Vous parlez, vous concernant, de « l’acceptation à la possibilité démocratique », que voulez-vous dire par là ? Qu’est-ce qui vous rend optimistes ?

(CP) Il ne s’agit pas d’optimisme, bien au contraire ! Notre livre Démocratie! Manifeste propose à ses lectrices et lecteurs de prolonger notre démarche : accepter que le gouvernement du peuple par lui-même est possible. Cette possibilité, nous en montrons la rationalité et les principales implications. Aujourd’hui, beaucoup trop de personnes pensent que la démocratie est souhaitable, mais qu’elle est une utopie. Pourtant, il est tout aussi utopique de considérer, comme en France, qu’un seul individu peut prendre de bonnes décisions concernant les conditions de vie de dizaines de millions d’autres ; ou même quelques centaines.
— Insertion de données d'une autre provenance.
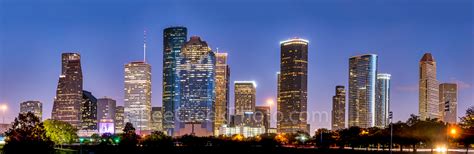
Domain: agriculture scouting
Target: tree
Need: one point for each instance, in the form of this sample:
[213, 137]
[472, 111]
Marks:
[157, 141]
[27, 133]
[128, 128]
[467, 125]
[129, 139]
[60, 132]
Mais nous ne livrons pas un programme clé en main. Ce serait contradictoire avec la démocratie elle-même ! C’est à chaque groupe humain d’en délibérer et de décider les contours d’un régime dans lequel il se gouvernerait lui-même.

Ne pas insulter l’avenir, et ne pas participer à la prophétie auto-réalisatrice qui consiste à installer le pire comme notre seul futur possible

(BS) J’abonde dans le même sens. Comme tous nos concitoyens, français et européens, nous sommes très inquiets pour l’avenir politique de nos pays. En ce sens, nous ne défendons aucune forme d’optimisme. Mais depuis que nous luttons côte à côte contre les ravages du néolibéralisme, nous nous sommes toujours donné la même ligne de conduite : ne pas insulter l’avenir, et ne pas participer à la prophétie auto-réalisatrice qui consiste à installer le pire comme notre seul futur possible. Nous ne sommes ni optimistes, ni pessimistes. Nourris d’histoire et travaillant sur « l’inactualité » et la longue durée, nous savons juste que l’avenir n’est pas encore écrit et que les grands changements sont toujours imprévisibles. Pour ce qui concerne la démocratie, cela signifie que sa simple possibilité en fait l’un des futurs possibles ou l’une des options à venir, mais aussi l’un des motifs les plus nobles de mobilisation et d’engagement, ici et maintenant.